Code to run experiments in SLOE: A Faster Method for Statistical Inference in High-Dimensional Logistic Regression.
Not an official Google product.
Method Introduction
This library provides statistical inference for high dimensional logistic regression maximum likelihood, based largely on the breakthrough results from Sur and Candès (PNAS, 2019). The challenge with applying their results is that they depend on an unobserved signal strength quantity. Our method estimates this quantity a leave-one-out approach approach, which we outline in a forthcoming paper.
By high-dimensions, we mean that the ratio of the number of covariates p to the sample size n is strictly between 0 and 0.5. When the number of covariates is too large, the data is separable, and our method will not help to recover from such a case. When the number of covariates is small (say, p <= 0.05 * n), and high dimensional adjustment is a bit numerically unstable, and adds little value over the standard large-sample theory.
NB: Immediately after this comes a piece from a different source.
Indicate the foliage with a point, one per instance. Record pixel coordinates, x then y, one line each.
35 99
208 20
The setting studied is complementary to sparse high dimensional regimes. We assume that there are a relatively large number of covariates that are weakly correlated with the binary outcome. If one expects only a very small number of the many candidate covariates to have a nonzero coefficient in the model, sparse model selection and post-selective inference is probably a better approach than the one taken here.
Installation and tests
Run run.sh to install requirements and package, and run tests.
Usage
The main approach proposed in our work is implemented in the UnbiasedLogisticRegression class in unbiased_logistic_regression.py. This has an sklearn-like interface, with a fit, decision_function and predict_proba API. Additionally, for inference, we've added a prediction_intervals method. See the inline documentation for more details of usage.